WEEKLY HEALTH BULLETIN
February 1, 2010
Fishing for Benefits: Do Bone Drugs Prevent Breast Cancer?
Drugs companies and their well-paid physician representatives have found a new passion -- finding new benefits for old drugs. Now it is claimed that a popular class of drugs used to prevent or improve bone loss may also prevent breast cancer.
At the recently held San Antonio Breast Cancer Symposium, it was announced that bisphosphonates (example: alendronate) reduce incidence of breast cancer by 32%, a number that sounds pretty good, right? Study authors analyzed data from the 151,592 database of Women's Health Initiative (WHI). Adjustments were made for baseline bone density, since women at risk for osteoporosis have a lower risk of breast cancer, probably due to lower lifetime estrogen exposure.
Researchers found that of the 2216 women on bisphosphnates, only 64 developed breast cancer over an average follow-up of eight years. Dr. Rowan Chlebowski, a medical oncologist at Harbor-University of California, Los Angeles Medical Center declared at a press conference preceding his podium presentation: "Oral bisphosphanate use may directly inhibit breast cancer incidence." Dr. Chlebowski has been a consultant for, or served on the speakers bureaus for drug giants AstraZeneca, Amgen, Novartis, Pfizer and Eli Lilley. It is remarkable that this sort of conflict of interest is accepted as routine.
THE USUAL NUMBERS GAME
So a 32% reduction in breast cancer incidence sounds pretty good. What I find so interesting about such announcements is that they focus on the relative risk reduction (RRR), always the highest, best sounding number.
In this case, a few simple calculations show an absolute risk reduction of 1.35% and a number needed to treat (NNT) of 75. In plain English, of 75 people treated with with bisphosphantes, one will avoid breast cancer over an eight year period by taking the drug.
Bisphosphonates don't work that well for the main purpose -- reducing the key hard outcome of hip fracture, with NNT figures in the 70 to 80 range, and worse, for this end point. The use of these drugs also raises all sorts of uncomfortable questions. We have no idea of the their half-lives, so we don't know how long they last. What does it mean for these durable molecules to hang out for 20, 30 years or more in the human body? Will we ever know? Should we be concerned that by retarding bone resporption, these drugs accumulate old bone? What about the studies that suggest a subset of women treated with these drugs actually experience a disturbance of normal bone turnover and may be placed in harm's way? Why don't we hear more about these problems? They are all published in the literature. Why don't we read about press conferences on the dangers of these drugs rather on their supposed benefits?
The assumption here is that the drugs work really well, although critics from within mainstream medicine argue their overuse is just another case of drug company disease mongering.

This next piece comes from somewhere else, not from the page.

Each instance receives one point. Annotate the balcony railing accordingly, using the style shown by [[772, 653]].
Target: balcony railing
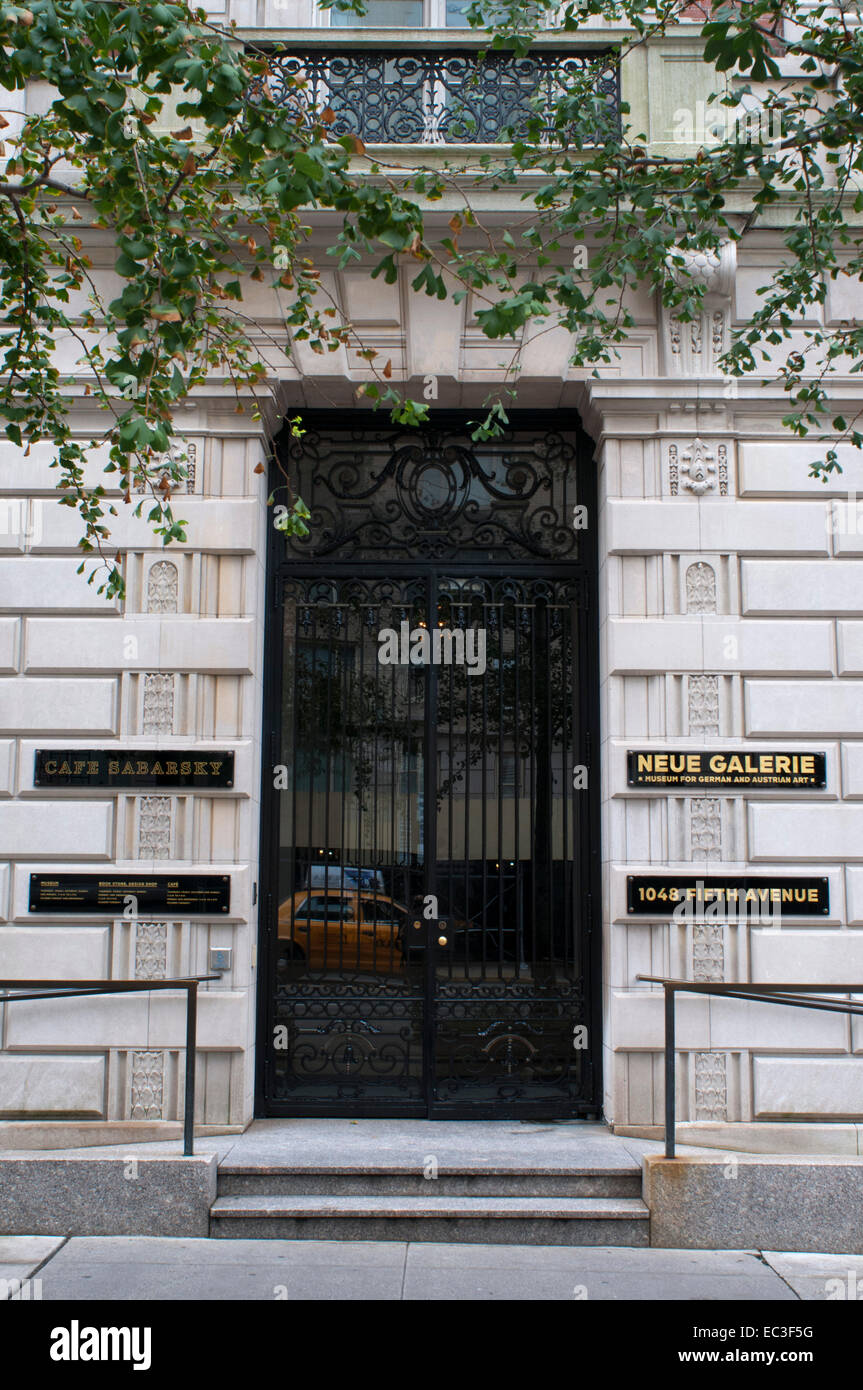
[[396, 96]]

Dr. Theresa Guise, a professor of medicine and oncology at the University of Indiana stated that the possibility a "simple oral drug" could prevent osteoporosis and breast cancer represents a "step forward in the prevention of . . . common health problems of women today." Dr. Guise has been a consultant for Amgen, Novartis, Eli Lilly and Roche Pharmaceuticals.
LOTS OF MONEY SPENT ILL ADVISEDLY
Thirty million people are treated with bisphosphonates every year. A year's worth of alendronate, now available in generic form, costs $600 a year at the local CVS. This adds up to $18 billion a year.
Study authors conceded that this particular study suggests association, but fails to establish proof. More research is warranted. Given the ability of Big Pharma to finance such research, we will no doubt see more studies. Whether or not this is a good use for our health care dollars remains to be seen. We're all paying the price.